Differences between the systemic infection host-specific and the infection by paratific salmonellas.
1Chappell and collaborators 2009.
It has been suggested that local immunity in intestine or lymphoid tissue associated (GALT) must play an important role in the protection acquired against salmonella. This has been confirmed by Salazar-Gonzales and collaborators that found a subpopulation of dendritic cells which expresses a receptor of quimiocina CCR6+, indispensable for activating T cells specific anti-Salmonella. Despite of the differences between mammals and birds, it is possible that mediators and populations, of similar cells with comparable functions, are surrounded in infections by Salmonella in birds.
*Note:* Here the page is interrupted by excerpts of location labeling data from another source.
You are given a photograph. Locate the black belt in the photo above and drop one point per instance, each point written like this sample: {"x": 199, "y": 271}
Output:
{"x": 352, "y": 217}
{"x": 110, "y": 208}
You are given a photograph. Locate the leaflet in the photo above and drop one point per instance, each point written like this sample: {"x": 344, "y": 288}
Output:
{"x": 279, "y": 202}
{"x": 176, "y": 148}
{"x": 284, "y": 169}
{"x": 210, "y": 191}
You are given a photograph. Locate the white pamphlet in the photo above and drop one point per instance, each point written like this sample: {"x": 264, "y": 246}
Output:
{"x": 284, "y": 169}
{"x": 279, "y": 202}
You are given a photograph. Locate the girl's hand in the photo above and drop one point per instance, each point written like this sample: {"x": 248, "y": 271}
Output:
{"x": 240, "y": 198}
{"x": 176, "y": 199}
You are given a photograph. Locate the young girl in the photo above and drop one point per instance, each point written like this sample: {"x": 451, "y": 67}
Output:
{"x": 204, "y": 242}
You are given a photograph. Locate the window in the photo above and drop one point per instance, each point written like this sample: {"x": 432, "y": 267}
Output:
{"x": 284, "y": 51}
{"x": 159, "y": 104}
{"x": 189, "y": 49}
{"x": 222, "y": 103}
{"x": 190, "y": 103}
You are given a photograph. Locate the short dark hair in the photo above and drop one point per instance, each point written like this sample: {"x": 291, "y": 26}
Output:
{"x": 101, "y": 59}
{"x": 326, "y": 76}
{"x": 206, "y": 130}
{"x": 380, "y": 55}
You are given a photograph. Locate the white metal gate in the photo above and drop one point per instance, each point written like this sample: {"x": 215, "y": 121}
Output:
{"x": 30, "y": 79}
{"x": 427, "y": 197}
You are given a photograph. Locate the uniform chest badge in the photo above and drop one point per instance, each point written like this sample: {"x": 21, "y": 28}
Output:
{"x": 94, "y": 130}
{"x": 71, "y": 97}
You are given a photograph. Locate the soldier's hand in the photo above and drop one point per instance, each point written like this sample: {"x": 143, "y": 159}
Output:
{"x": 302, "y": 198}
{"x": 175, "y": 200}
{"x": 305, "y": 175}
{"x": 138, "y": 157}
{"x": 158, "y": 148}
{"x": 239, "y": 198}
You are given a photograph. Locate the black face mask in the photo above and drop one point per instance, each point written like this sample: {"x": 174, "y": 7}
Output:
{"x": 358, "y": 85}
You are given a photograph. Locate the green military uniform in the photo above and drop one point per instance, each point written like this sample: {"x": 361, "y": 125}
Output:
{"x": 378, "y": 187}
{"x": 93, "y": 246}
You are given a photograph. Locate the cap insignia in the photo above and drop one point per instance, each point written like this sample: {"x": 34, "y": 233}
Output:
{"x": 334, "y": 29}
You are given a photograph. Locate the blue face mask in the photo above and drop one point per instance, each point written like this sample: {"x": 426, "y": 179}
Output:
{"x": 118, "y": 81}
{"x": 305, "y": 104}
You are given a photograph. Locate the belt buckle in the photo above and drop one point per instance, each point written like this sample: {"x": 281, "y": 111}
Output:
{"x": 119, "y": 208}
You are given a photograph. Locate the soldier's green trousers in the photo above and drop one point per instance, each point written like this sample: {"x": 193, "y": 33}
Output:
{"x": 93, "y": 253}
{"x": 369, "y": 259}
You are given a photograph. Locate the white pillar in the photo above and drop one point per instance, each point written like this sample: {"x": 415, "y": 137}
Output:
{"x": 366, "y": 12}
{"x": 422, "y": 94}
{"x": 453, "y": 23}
It is necessary to mention that activation of T cells by dendritic cells is a critical event in the initialization of the acquired immune response and the protection against enterpathogens. Apart from the component, there are many mediators involved in control of pathogenic strains of Salmonella, such as IFN- ɣ, TNF-α required among other functions for the activation of macrophages; IL-12 and IL-18 critical substances in activation of T cells, specially the subpopulation of Th1. Historically, cytokines derived from lymphocytes Th2 were considered essential for the response of antibodies. However, the response of antibodies SIgA can also be induced by responses dominated by lymphocytes Th1, as it can be observed specifically with some intracellular pathogens such as Salmonella in the intestinal tract. Please note, this permits to suggest the existence of an interaction in the intestinal microenvironment during the infection, which finally activates the immunity mediated by cells in order to eliminate the intracellular pathogen, and at the same time it activates the humoral immunity mediated by IgA secretor at intestinal mucosa level, providing a barrier against the colonization of the bacteria.